School of Education


Doctor of Philosophy in Education (PhD)


Sharon Farrell


parent-teacher communication, student motivation, collaboration, relationships, motivational outcomes


Education | Elementary Education


The purpose of this multiple case study was to understand parent-teacher communication and its role in motivating students in elementary school. The work was guided by the following central research question and two sub-questions: CRQ) How do parent-teacher relationships motivate students? SQ1) How does a met or not met basic need dictate the motivational outcomes of students? SQ2) How do elementary school students perceive the role of parents and teachers in their motivation to learn? A qualitative research design was used to gather individual experiences and participants’ perspectives. The multiple case study design allowed many participants to share varying perspectives on the issue and collected in-depth descriptions from a cohesive group of participants. The study participants consisted of teachers, parents, and first through sixth grade students. Teacher and parent participants were selected using purposeful sampling via Facebook. Teacher participants completed an interview, student participants completed an interview as well as a word association task, and parent participants completed an interview and participated in a focus group. Content analysis was used to assemble the data, categorizing by highlighting and color-coding information collected, then the data was triangulated across all three participant groups.

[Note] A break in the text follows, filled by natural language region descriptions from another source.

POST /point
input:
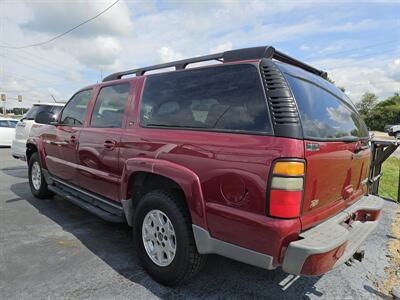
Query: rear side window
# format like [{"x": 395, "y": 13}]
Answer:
[
  {"x": 31, "y": 114},
  {"x": 324, "y": 115},
  {"x": 8, "y": 123},
  {"x": 228, "y": 98},
  {"x": 74, "y": 111},
  {"x": 110, "y": 106}
]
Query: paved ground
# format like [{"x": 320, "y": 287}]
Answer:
[{"x": 50, "y": 249}]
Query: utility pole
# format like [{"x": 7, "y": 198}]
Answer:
[{"x": 3, "y": 99}]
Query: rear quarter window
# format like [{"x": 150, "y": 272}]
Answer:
[
  {"x": 34, "y": 110},
  {"x": 323, "y": 113},
  {"x": 228, "y": 98}
]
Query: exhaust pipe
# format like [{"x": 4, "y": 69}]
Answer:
[{"x": 359, "y": 255}]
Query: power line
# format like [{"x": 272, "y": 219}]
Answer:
[{"x": 61, "y": 34}]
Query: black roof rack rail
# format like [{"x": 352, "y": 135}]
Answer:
[{"x": 227, "y": 56}]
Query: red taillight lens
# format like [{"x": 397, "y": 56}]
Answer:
[
  {"x": 285, "y": 204},
  {"x": 286, "y": 189}
]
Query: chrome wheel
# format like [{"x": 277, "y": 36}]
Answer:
[
  {"x": 36, "y": 175},
  {"x": 159, "y": 238}
]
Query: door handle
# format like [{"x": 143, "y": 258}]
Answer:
[{"x": 110, "y": 144}]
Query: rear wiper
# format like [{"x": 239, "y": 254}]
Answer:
[{"x": 174, "y": 126}]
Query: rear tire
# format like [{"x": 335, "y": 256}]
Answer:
[
  {"x": 37, "y": 182},
  {"x": 166, "y": 246}
]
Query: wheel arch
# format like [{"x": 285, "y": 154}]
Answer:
[{"x": 141, "y": 175}]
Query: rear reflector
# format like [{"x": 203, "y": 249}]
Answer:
[
  {"x": 285, "y": 204},
  {"x": 289, "y": 168},
  {"x": 285, "y": 183}
]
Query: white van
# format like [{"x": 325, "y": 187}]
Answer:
[{"x": 18, "y": 147}]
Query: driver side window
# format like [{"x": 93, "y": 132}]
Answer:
[{"x": 74, "y": 111}]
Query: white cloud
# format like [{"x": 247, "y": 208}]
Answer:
[
  {"x": 167, "y": 54},
  {"x": 222, "y": 47},
  {"x": 54, "y": 17},
  {"x": 133, "y": 34}
]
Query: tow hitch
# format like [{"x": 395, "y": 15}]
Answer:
[{"x": 358, "y": 255}]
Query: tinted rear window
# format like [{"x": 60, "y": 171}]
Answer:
[
  {"x": 228, "y": 98},
  {"x": 323, "y": 115},
  {"x": 31, "y": 114}
]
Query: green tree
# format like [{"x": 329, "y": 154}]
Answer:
[{"x": 366, "y": 104}]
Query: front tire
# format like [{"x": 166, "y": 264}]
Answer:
[
  {"x": 164, "y": 239},
  {"x": 37, "y": 182}
]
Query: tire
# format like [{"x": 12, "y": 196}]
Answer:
[
  {"x": 37, "y": 182},
  {"x": 182, "y": 264}
]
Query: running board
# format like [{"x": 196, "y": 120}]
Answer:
[{"x": 92, "y": 203}]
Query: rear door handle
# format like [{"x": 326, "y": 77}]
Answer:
[{"x": 110, "y": 144}]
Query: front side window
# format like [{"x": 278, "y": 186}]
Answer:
[
  {"x": 74, "y": 111},
  {"x": 110, "y": 106},
  {"x": 228, "y": 98},
  {"x": 324, "y": 115}
]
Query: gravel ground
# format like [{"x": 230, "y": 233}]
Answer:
[{"x": 51, "y": 249}]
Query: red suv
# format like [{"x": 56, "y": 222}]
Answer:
[{"x": 256, "y": 157}]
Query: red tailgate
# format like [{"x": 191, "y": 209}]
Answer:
[{"x": 335, "y": 178}]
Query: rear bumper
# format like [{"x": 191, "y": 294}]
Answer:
[
  {"x": 334, "y": 241},
  {"x": 18, "y": 149}
]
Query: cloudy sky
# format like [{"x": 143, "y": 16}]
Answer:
[{"x": 358, "y": 43}]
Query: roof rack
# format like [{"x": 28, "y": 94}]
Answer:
[{"x": 227, "y": 56}]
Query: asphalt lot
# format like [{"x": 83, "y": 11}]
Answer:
[{"x": 51, "y": 249}]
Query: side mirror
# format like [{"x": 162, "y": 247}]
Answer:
[{"x": 46, "y": 117}]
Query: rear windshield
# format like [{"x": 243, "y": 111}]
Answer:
[
  {"x": 325, "y": 112},
  {"x": 228, "y": 98},
  {"x": 31, "y": 114}
]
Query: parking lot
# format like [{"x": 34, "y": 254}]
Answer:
[{"x": 51, "y": 249}]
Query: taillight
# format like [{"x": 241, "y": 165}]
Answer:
[{"x": 286, "y": 189}]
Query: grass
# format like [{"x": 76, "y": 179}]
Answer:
[{"x": 389, "y": 183}]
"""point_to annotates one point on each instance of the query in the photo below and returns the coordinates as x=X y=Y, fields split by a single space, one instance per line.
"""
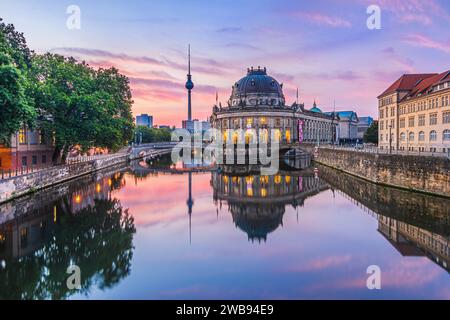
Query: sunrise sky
x=322 y=47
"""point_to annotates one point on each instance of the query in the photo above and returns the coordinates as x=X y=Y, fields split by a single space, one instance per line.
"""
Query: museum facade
x=257 y=106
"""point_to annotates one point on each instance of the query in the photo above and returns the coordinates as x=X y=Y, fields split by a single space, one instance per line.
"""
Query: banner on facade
x=300 y=125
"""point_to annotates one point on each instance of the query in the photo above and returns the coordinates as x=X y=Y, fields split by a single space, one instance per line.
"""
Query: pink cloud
x=426 y=42
x=323 y=19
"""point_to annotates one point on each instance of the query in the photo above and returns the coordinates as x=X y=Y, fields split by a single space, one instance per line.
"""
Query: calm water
x=138 y=234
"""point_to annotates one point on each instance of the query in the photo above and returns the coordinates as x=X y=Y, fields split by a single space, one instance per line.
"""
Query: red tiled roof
x=406 y=82
x=424 y=86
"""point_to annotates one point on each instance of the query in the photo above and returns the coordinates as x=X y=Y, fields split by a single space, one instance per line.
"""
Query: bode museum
x=257 y=106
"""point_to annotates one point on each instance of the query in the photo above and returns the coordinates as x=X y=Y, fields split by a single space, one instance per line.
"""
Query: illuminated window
x=263 y=192
x=22 y=135
x=446 y=135
x=433 y=135
x=288 y=136
x=277 y=135
x=421 y=136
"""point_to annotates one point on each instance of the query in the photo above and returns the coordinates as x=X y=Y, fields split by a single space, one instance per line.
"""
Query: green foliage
x=82 y=106
x=150 y=135
x=15 y=106
x=371 y=135
x=73 y=103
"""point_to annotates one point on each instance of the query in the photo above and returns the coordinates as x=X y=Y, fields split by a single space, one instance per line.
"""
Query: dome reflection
x=257 y=203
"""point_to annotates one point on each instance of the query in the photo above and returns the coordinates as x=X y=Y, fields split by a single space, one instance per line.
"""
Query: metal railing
x=376 y=150
x=24 y=170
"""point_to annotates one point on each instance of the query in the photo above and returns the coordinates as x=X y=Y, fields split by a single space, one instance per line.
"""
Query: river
x=151 y=232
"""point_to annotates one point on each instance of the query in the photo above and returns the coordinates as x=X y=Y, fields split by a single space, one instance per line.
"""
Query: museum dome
x=257 y=82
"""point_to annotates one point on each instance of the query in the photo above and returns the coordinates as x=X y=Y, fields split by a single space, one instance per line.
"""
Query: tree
x=16 y=106
x=371 y=135
x=81 y=106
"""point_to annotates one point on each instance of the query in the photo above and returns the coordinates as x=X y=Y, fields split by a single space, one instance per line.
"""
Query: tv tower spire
x=189 y=85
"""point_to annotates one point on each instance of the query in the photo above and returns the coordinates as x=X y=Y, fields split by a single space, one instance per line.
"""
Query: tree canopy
x=81 y=106
x=16 y=106
x=73 y=103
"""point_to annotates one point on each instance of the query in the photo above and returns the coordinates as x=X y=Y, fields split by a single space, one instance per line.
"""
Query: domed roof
x=257 y=82
x=315 y=108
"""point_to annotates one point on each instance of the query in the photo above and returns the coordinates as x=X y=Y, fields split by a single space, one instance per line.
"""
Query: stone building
x=414 y=113
x=363 y=125
x=257 y=105
x=26 y=148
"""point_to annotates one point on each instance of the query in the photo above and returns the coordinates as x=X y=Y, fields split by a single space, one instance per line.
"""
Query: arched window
x=433 y=136
x=446 y=135
x=421 y=136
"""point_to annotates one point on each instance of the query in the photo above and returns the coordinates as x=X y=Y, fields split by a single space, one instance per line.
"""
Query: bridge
x=150 y=150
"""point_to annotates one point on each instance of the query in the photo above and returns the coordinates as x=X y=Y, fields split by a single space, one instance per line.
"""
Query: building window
x=41 y=137
x=278 y=122
x=446 y=117
x=23 y=135
x=446 y=135
x=421 y=136
x=421 y=120
x=433 y=119
x=433 y=136
x=288 y=136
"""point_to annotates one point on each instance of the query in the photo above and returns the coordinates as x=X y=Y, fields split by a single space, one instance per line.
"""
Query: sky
x=322 y=47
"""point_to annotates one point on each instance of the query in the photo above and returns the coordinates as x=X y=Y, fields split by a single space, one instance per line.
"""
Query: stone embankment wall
x=416 y=173
x=18 y=186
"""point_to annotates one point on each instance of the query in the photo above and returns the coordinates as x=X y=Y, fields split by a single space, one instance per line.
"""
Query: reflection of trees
x=98 y=239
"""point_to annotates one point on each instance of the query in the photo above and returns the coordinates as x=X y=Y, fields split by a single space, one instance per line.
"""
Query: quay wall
x=14 y=187
x=415 y=173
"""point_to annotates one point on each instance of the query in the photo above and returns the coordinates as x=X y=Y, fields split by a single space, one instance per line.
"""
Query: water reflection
x=85 y=227
x=308 y=233
x=257 y=203
x=415 y=224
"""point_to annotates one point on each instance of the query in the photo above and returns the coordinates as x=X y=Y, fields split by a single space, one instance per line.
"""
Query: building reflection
x=257 y=203
x=415 y=224
x=80 y=223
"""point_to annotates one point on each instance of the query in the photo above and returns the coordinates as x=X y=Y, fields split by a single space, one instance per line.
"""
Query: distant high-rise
x=144 y=120
x=189 y=85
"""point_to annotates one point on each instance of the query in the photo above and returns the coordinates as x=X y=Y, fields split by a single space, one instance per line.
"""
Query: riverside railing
x=394 y=152
x=24 y=170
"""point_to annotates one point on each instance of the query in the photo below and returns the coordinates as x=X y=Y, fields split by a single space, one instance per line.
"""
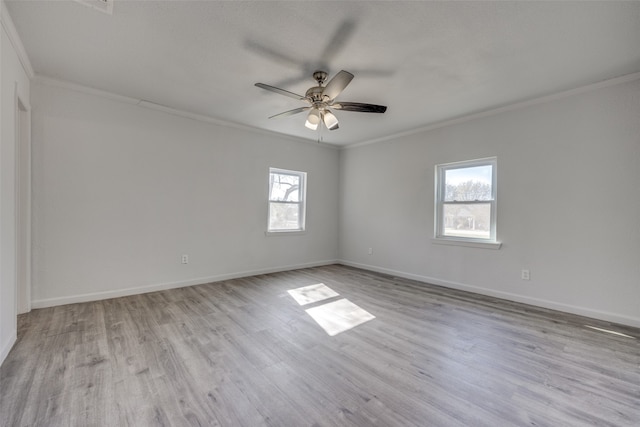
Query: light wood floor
x=244 y=353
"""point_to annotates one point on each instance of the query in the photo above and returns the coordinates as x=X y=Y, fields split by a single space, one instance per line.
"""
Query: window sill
x=285 y=233
x=467 y=243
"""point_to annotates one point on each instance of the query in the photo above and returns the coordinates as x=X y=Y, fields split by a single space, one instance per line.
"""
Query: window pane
x=284 y=216
x=468 y=184
x=284 y=187
x=467 y=220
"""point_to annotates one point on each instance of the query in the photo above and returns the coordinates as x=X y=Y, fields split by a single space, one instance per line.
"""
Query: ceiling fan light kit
x=321 y=98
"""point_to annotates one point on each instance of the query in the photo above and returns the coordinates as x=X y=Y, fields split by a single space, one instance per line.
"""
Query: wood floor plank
x=243 y=352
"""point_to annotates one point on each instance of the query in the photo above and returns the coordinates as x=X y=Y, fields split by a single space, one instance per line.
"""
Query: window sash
x=440 y=204
x=299 y=203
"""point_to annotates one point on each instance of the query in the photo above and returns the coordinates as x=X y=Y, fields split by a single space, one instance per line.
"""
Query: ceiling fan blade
x=337 y=84
x=330 y=120
x=360 y=107
x=280 y=91
x=290 y=113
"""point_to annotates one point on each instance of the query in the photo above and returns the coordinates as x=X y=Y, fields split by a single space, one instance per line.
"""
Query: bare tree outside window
x=286 y=200
x=466 y=200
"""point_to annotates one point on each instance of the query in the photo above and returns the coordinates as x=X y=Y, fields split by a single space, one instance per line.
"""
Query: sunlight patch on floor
x=334 y=317
x=339 y=316
x=609 y=331
x=312 y=293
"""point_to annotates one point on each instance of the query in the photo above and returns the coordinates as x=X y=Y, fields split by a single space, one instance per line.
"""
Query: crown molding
x=14 y=38
x=143 y=103
x=503 y=109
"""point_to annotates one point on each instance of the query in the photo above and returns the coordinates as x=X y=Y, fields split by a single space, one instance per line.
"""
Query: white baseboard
x=567 y=308
x=6 y=348
x=96 y=296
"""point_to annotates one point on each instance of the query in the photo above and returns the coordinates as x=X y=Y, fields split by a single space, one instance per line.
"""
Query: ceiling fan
x=322 y=99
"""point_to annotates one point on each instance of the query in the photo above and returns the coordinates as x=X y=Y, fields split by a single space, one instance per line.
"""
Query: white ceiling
x=427 y=61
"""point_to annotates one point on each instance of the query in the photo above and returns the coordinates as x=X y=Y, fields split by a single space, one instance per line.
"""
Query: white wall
x=121 y=192
x=568 y=204
x=14 y=80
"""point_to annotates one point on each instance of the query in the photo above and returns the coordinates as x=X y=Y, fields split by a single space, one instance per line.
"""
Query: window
x=466 y=201
x=286 y=200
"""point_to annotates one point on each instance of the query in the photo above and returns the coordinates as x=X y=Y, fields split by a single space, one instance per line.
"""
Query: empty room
x=319 y=213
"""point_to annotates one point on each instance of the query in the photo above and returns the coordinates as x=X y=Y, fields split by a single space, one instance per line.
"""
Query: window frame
x=440 y=203
x=302 y=202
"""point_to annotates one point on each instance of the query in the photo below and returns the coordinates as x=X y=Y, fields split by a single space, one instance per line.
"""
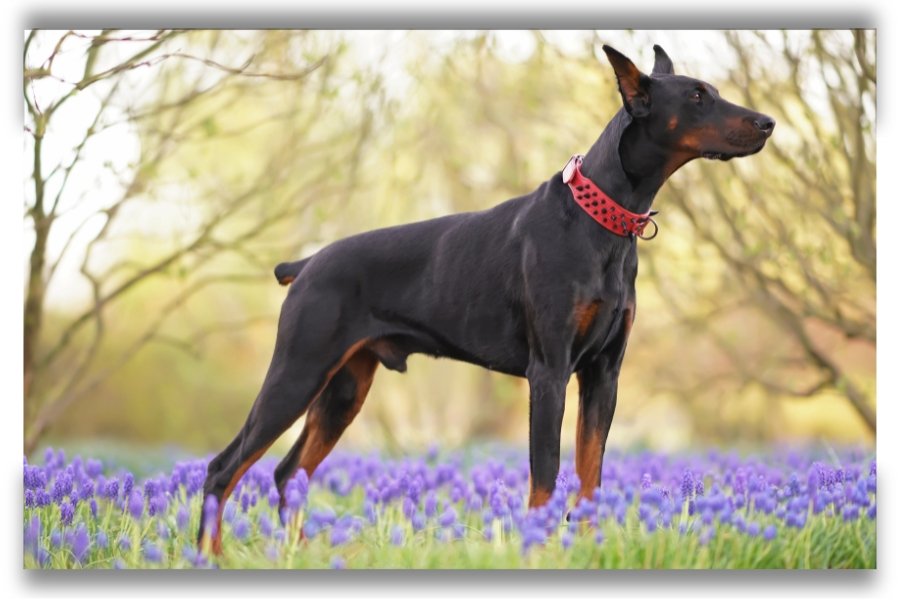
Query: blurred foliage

Findings revealed the need for teachers to implement the use of a number of communication methods with families; the need for a mix of communication, positive and negative along with academic, behavioral, and socio-emotional updates, to be relayed to families on a frequent basis; and the importance of parental follow up from parent-teacher communication. This study showed that employing these strategies in parent-teacher communication will maximize student motivation and improve parental involvement.